На мой вопрос «Что-то не так?» он ответил:

— Погодите – у меня кровь на губах.

И после добавил:

— Думаю, у меня начинается кровотечение.

— Тогда нам лучше вернуться, — сказал я.

Но он сразу оживился и сказал:

— Все будет хорошо. Пойдемте.

Мы продолжили наш трудный путь.

Примерно через полчаса мы вышли на небольшое плато площадью с восемьсот квадратных ярдов; с трех сторон его окружали поросшие соснами утесы. С утеса позади нас струился поток воды, который растекался по платформе довольно широкой рекой, прокладывал себе дорогу между скалами и ниспадал пенистым водопадом с переднего края плато.

— Вот мы и на месте, — промолвил Подд, сев на скалу и склонив голову к коленям.

— Подд, вы в беде, — сказал я, остановившись рядом с ним.

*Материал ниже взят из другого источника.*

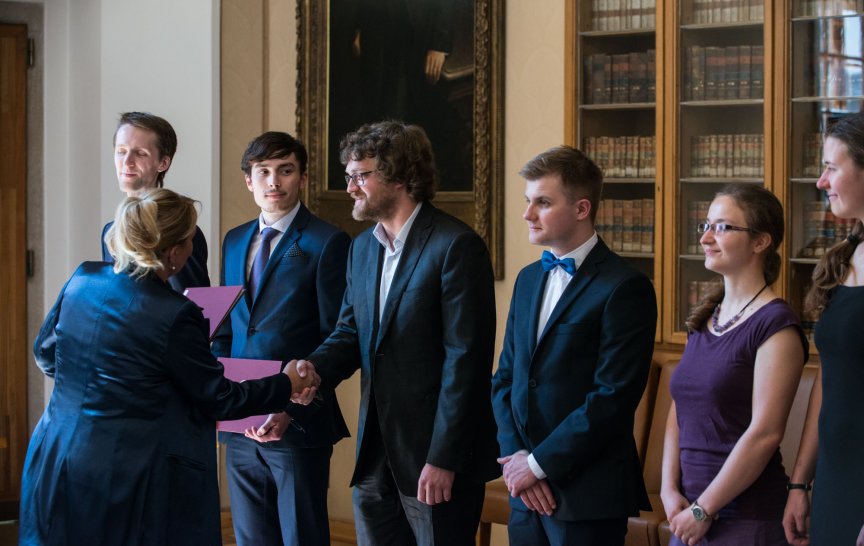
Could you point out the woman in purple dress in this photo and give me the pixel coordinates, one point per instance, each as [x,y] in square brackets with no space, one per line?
[834,431]
[723,480]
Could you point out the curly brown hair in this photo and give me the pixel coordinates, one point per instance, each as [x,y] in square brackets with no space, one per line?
[403,154]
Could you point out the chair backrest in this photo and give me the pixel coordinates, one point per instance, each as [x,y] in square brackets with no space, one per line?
[652,470]
[797,416]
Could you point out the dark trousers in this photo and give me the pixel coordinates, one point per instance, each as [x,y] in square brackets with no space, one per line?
[527,527]
[278,495]
[384,516]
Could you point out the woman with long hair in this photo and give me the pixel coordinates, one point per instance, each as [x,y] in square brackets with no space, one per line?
[723,480]
[834,429]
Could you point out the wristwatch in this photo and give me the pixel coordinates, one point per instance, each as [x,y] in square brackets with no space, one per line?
[699,513]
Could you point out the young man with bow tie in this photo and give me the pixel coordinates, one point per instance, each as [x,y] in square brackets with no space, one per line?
[573,367]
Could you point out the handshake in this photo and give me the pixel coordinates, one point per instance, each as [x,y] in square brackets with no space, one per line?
[304,381]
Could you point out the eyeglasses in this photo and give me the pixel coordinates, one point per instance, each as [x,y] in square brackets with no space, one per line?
[720,228]
[359,179]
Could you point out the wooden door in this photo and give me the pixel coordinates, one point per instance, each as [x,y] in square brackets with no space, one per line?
[13,240]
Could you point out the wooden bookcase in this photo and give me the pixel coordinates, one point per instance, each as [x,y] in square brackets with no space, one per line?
[742,91]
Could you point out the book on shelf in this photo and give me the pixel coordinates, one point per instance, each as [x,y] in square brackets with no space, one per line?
[727,11]
[627,225]
[727,156]
[757,70]
[811,157]
[622,14]
[620,78]
[622,157]
[721,73]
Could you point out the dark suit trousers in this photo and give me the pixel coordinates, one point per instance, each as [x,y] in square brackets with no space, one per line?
[278,495]
[527,527]
[384,516]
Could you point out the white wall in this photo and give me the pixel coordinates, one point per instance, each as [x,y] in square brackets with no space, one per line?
[103,57]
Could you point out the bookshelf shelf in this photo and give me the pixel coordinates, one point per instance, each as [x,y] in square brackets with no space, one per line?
[741,93]
[646,32]
[722,103]
[620,106]
[721,181]
[722,26]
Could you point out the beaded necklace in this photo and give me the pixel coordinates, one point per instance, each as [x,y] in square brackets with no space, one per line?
[720,328]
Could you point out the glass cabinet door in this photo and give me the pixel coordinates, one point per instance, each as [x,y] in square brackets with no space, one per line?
[615,121]
[826,38]
[720,133]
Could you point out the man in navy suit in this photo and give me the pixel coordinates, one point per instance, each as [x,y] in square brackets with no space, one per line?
[418,320]
[144,147]
[576,355]
[293,267]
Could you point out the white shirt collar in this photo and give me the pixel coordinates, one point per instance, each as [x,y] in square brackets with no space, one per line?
[281,224]
[401,237]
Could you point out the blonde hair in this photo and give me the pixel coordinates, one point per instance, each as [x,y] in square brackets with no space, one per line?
[147,225]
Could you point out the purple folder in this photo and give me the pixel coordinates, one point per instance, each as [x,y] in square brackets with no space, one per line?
[241,369]
[216,302]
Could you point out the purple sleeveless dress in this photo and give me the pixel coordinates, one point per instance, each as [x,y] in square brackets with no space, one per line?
[713,390]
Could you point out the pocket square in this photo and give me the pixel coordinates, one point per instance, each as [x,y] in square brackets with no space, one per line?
[295,251]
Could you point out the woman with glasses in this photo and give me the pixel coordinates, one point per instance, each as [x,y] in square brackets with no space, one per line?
[723,480]
[834,430]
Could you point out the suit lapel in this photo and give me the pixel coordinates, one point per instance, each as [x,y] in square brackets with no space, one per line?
[583,277]
[411,252]
[539,284]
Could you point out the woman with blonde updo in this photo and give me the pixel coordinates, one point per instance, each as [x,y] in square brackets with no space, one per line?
[125,451]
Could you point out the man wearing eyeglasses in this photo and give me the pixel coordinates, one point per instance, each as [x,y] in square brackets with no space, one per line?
[575,360]
[293,267]
[418,320]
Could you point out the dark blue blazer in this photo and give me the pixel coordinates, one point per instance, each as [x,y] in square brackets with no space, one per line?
[294,311]
[194,273]
[428,362]
[124,451]
[569,398]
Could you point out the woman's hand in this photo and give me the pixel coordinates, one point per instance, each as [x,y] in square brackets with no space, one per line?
[687,529]
[795,515]
[673,503]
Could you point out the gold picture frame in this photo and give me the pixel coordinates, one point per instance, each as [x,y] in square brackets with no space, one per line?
[479,200]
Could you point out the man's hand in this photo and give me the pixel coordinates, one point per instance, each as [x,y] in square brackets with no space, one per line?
[304,381]
[272,429]
[435,485]
[518,476]
[539,498]
[434,65]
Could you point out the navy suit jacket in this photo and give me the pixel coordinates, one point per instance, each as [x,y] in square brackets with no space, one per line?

Он не отвечал, но с трудом приподнял голову и поглядел на Луну глазами, которые сами были подобны ночному светилу — земной спутник уменьшился до половинного размера и переходил в убывающую четверть.

— Теперь смотрите, — сказал Подд с одышкой и дрожью в голосе, так что я был вынужден наклониться, чтобы расслышать его сквозь шум воды. — Я привел вас сюда, потому что вы мне очень дóроги. Вскоре вы увидите то, над чем глаза ни единого смертного, кроме моих, не исторгали соленую влагу слез...

Когда он произносил эти слова, я впервые с некоторым потрясением осознал, что и впрямь приблизился к созерцанию чего-то беспредельного. Я более не сомневался в том, что его задыхающаяся речь содержала зерно истины; в сущности, я внезапно понял, что Подд говорил правду, и мое сердце забилось быстрее.

— Но как вы примете это зрелище? — продолжал он. — Действительно ли я окажу вам услугу? Вы видите, как это сказалось на мне — мысль о том, что создавшее нас — самая наша сущность — породила такую горечь! Нет, вам нельзя увидеть все, узреть самое худшее: там я остановлюсь. Видите водопад, что падает к нашим ногам? Я могу, погрузив некий камень в определенное место реки, превратить скопище воды и пены в стекловидную массу — две массы стекла — две огромные двояковыпуклые линзы. Я случайно обнаружил это однажды ночью, пять лет назад — в черную ночь моей жизни. Нет, что-то мне нездоровится нынче вечером. Не имеет значения. Спускайтесь прямо по этой стороне скалы — это нетрудно — пока не достигнете пещеры. Войдите в нее; затем заберитесь наверх по выемкам на стене. Вы окажетесь на уступе, край которого находится приблизительно на два фута позади внутреннего окуляра. Через четыре минуты, начиная с данного мгновения, Луна покажется перед вами; и я дам вам пять минут созерцания — не более. Вы увидите ее примерно в трехстах ярдах от себя, и она будет терзать ваш мозг, словно десять триллионов поездов. Но никогда не рассказывайте ни одной живой душе, что вы видели на ней. Ступайте, ступайте! Да, не очень-то хороший выдался вечер...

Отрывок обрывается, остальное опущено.